Nun erhärtet sich anscheinend auch der Verdacht einer Manipulation der Wahlergebnisse. Ungültige Stimmen aus dem Bezirk Kreuzberg sollen als gültig gewertet worden sein. Sie haben deswegen Strafanzeige gestellt.
Stimmen aus dem Bezirk Kreuzberg sind zunächst als ungültig gewertet worden und im Nachhinein dann wieder gültig gemacht worden, und zwar in einem Umfange, der erhebliche Auswirkungen auf das Wahlergebnis haben dürfte, zumal rund 75 Prozent der Stimmen auf die Koalition entfielen... Außerdem belegen die Niederschriften aus den Wahllokalen, dass zeitweise gemäß einer Anweisung des Bezirkswahlamts Stimmzettel aus einem anderen Wahlbezirk ausgegeben wurden. Wenn sich dieser Verdacht bewahrheitet, bedeutet das, dass eine bewusste Beeinflussung der Wahlergebnisse stattgefunden hat und dieses Vorgehen auch durch mangelhafte Protokollführung unter den Teppich gekehrt wurde. Das hätte Konsequenzen weit über Berlin hinaus. Wenn es stimmt, dass tatsächlich Wahlfälschung betrieben wurde, dann steht die Glaubwürdigkeit von Politik und Demokratie in Deutschland im In- und Ausland ganz allgemein in Frage. Deshalb ist eine schnelle und transparente Aufklärung so wichtig.
Der Verfassungsgerichtshof des Landes Berlin hat die Entscheidung über eine mögliche Wiederholung der Wahl bis nach der Sommerpause vertagt. Es sind dort 15 Anfechtungen eingegangen, die Ihrige. Ist das führende Verfahren. Wie ist der Stand?

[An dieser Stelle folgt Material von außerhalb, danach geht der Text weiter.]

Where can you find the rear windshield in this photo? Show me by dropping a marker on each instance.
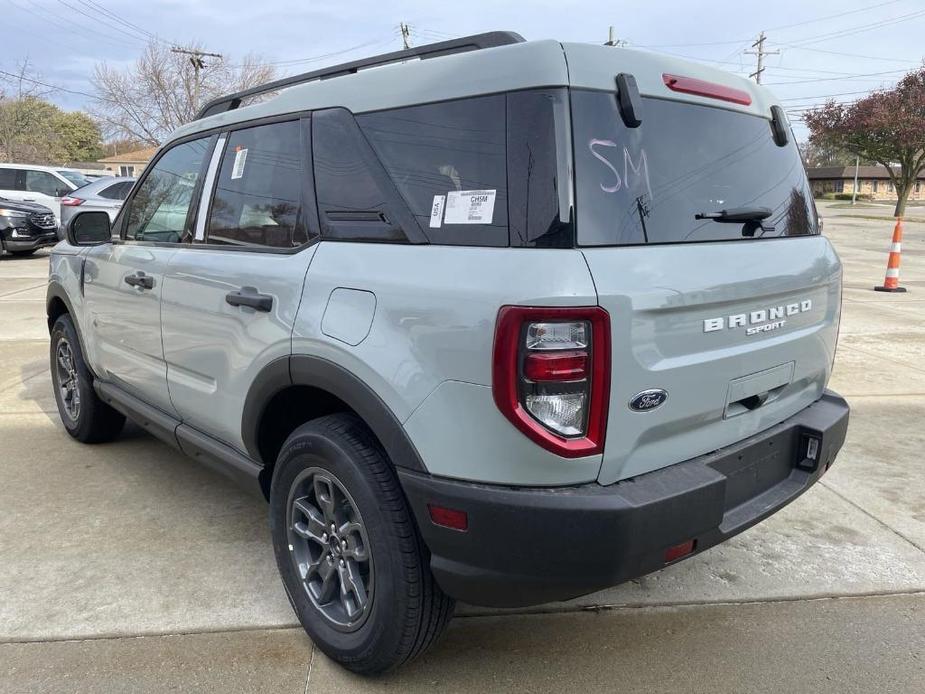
(649, 184)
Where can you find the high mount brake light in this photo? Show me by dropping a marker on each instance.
(551, 375)
(691, 85)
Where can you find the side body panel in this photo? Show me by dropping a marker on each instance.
(428, 349)
(124, 321)
(214, 350)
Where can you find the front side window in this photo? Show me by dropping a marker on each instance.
(159, 211)
(8, 179)
(258, 194)
(448, 161)
(668, 180)
(43, 182)
(117, 191)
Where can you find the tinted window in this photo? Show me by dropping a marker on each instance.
(539, 156)
(648, 184)
(117, 191)
(258, 193)
(356, 199)
(8, 179)
(75, 177)
(44, 183)
(160, 207)
(448, 161)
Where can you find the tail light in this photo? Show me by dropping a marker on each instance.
(551, 375)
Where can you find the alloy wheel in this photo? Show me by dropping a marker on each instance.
(329, 548)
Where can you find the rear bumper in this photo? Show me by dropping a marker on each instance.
(529, 546)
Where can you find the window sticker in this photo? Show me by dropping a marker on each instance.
(240, 156)
(436, 211)
(470, 207)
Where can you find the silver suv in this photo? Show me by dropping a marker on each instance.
(508, 323)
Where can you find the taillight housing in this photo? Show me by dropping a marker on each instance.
(551, 375)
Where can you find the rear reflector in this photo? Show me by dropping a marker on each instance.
(448, 517)
(679, 551)
(690, 85)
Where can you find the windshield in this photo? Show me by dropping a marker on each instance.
(75, 177)
(668, 180)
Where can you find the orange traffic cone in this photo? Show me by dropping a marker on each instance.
(891, 283)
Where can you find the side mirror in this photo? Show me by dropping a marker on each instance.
(89, 229)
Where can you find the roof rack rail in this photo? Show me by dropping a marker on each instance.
(475, 42)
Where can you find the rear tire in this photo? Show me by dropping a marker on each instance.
(85, 417)
(334, 466)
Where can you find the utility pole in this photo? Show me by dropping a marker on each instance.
(760, 52)
(405, 35)
(196, 60)
(854, 191)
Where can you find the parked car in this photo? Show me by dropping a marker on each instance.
(45, 185)
(104, 194)
(25, 227)
(508, 324)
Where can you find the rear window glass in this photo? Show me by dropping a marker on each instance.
(448, 161)
(649, 184)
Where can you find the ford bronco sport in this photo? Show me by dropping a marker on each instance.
(507, 323)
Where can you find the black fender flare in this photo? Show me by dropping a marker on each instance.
(307, 370)
(56, 291)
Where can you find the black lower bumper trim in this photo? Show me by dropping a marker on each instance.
(529, 546)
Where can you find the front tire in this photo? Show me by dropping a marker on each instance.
(85, 417)
(350, 556)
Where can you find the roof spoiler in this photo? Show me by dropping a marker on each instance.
(475, 42)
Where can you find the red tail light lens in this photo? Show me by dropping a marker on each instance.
(556, 366)
(691, 85)
(551, 375)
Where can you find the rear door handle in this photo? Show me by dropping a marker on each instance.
(140, 280)
(249, 296)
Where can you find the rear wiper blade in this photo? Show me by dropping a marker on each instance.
(737, 214)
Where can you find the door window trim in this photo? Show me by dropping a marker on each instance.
(121, 220)
(310, 208)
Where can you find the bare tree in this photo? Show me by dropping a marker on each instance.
(163, 90)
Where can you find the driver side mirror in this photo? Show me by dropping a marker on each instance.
(89, 229)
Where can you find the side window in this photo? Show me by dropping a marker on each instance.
(44, 183)
(258, 193)
(356, 199)
(159, 211)
(8, 179)
(449, 162)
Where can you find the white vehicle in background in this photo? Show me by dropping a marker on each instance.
(44, 185)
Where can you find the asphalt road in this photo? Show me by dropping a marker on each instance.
(127, 567)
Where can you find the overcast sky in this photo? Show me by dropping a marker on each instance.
(820, 54)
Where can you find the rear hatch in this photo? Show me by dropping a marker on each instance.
(734, 317)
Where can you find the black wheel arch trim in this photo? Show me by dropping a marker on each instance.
(317, 372)
(56, 291)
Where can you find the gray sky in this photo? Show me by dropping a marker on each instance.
(821, 54)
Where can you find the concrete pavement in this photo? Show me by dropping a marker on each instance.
(101, 545)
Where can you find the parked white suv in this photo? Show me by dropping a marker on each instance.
(43, 185)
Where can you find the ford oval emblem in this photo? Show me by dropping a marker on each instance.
(648, 399)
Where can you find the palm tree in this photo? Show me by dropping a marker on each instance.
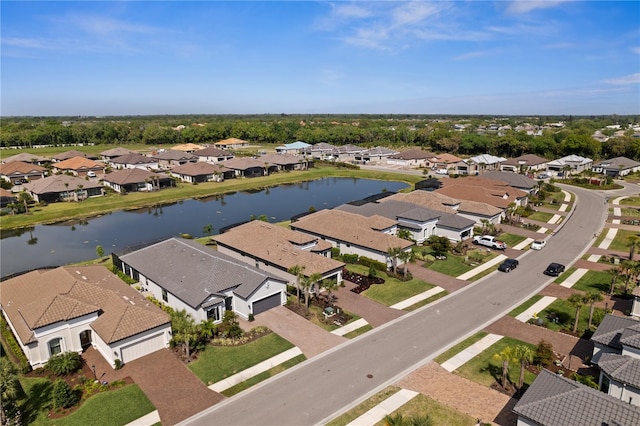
(591, 298)
(298, 272)
(504, 356)
(577, 301)
(184, 329)
(524, 354)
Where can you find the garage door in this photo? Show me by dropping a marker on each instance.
(142, 348)
(266, 303)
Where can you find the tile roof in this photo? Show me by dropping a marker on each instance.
(350, 228)
(133, 158)
(78, 163)
(45, 297)
(73, 153)
(20, 167)
(198, 169)
(193, 272)
(622, 368)
(610, 330)
(279, 246)
(129, 176)
(555, 400)
(56, 183)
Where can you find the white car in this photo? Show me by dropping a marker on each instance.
(538, 245)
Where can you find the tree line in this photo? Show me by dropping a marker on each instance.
(437, 134)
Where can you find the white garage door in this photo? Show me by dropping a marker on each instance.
(142, 348)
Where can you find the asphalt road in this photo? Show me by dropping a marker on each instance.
(318, 390)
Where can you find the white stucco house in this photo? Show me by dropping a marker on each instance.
(187, 275)
(72, 308)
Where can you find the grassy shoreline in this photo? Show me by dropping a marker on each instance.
(58, 212)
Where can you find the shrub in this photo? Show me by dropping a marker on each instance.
(63, 395)
(64, 363)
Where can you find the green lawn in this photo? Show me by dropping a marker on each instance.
(456, 349)
(455, 265)
(263, 376)
(621, 240)
(526, 305)
(393, 290)
(541, 216)
(594, 280)
(219, 362)
(630, 201)
(115, 407)
(485, 370)
(511, 239)
(56, 212)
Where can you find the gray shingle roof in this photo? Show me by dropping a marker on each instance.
(610, 330)
(193, 272)
(555, 400)
(622, 368)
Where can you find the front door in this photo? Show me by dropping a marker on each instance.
(85, 339)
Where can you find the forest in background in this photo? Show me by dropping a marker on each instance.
(440, 133)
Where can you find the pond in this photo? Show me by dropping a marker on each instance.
(76, 241)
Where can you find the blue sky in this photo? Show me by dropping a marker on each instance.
(237, 57)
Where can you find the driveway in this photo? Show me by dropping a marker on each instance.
(308, 337)
(175, 392)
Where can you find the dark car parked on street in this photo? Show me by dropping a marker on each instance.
(508, 265)
(554, 269)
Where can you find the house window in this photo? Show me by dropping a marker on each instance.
(55, 346)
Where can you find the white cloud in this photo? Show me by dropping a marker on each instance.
(625, 80)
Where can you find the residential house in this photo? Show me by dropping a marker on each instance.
(71, 154)
(616, 167)
(571, 164)
(25, 157)
(371, 237)
(292, 148)
(282, 162)
(378, 154)
(134, 180)
(112, 153)
(187, 275)
(213, 155)
(201, 172)
(410, 158)
(246, 166)
(168, 159)
(134, 161)
(555, 400)
(444, 161)
(514, 180)
(492, 192)
(276, 249)
(231, 143)
(421, 222)
(479, 164)
(18, 172)
(188, 147)
(79, 166)
(6, 198)
(321, 151)
(71, 308)
(528, 163)
(62, 188)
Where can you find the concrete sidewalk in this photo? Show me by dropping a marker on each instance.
(255, 370)
(385, 408)
(418, 298)
(535, 308)
(482, 268)
(469, 353)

Der Verfassungsgerichtshof berät zunächst einmal nichtöffentlich, aber ich habe nicht den Eindruck, dass der gesamte Verfassungsgerichtshof das gleiche Aufklärungsinteresse hat. Daher habe ich auch jüngst einen Befangenheitsantrag gegen die Präsidentin des Verfassungsgerichtshofs eingereicht, über den nun zunächst befunden werden muss. Danach werden wir sehen, wie es mit der Entscheidung über die Wahl von 2021 weitergeht.
Was werfen Sie denn der Präsidentin Ludgera Selting vor?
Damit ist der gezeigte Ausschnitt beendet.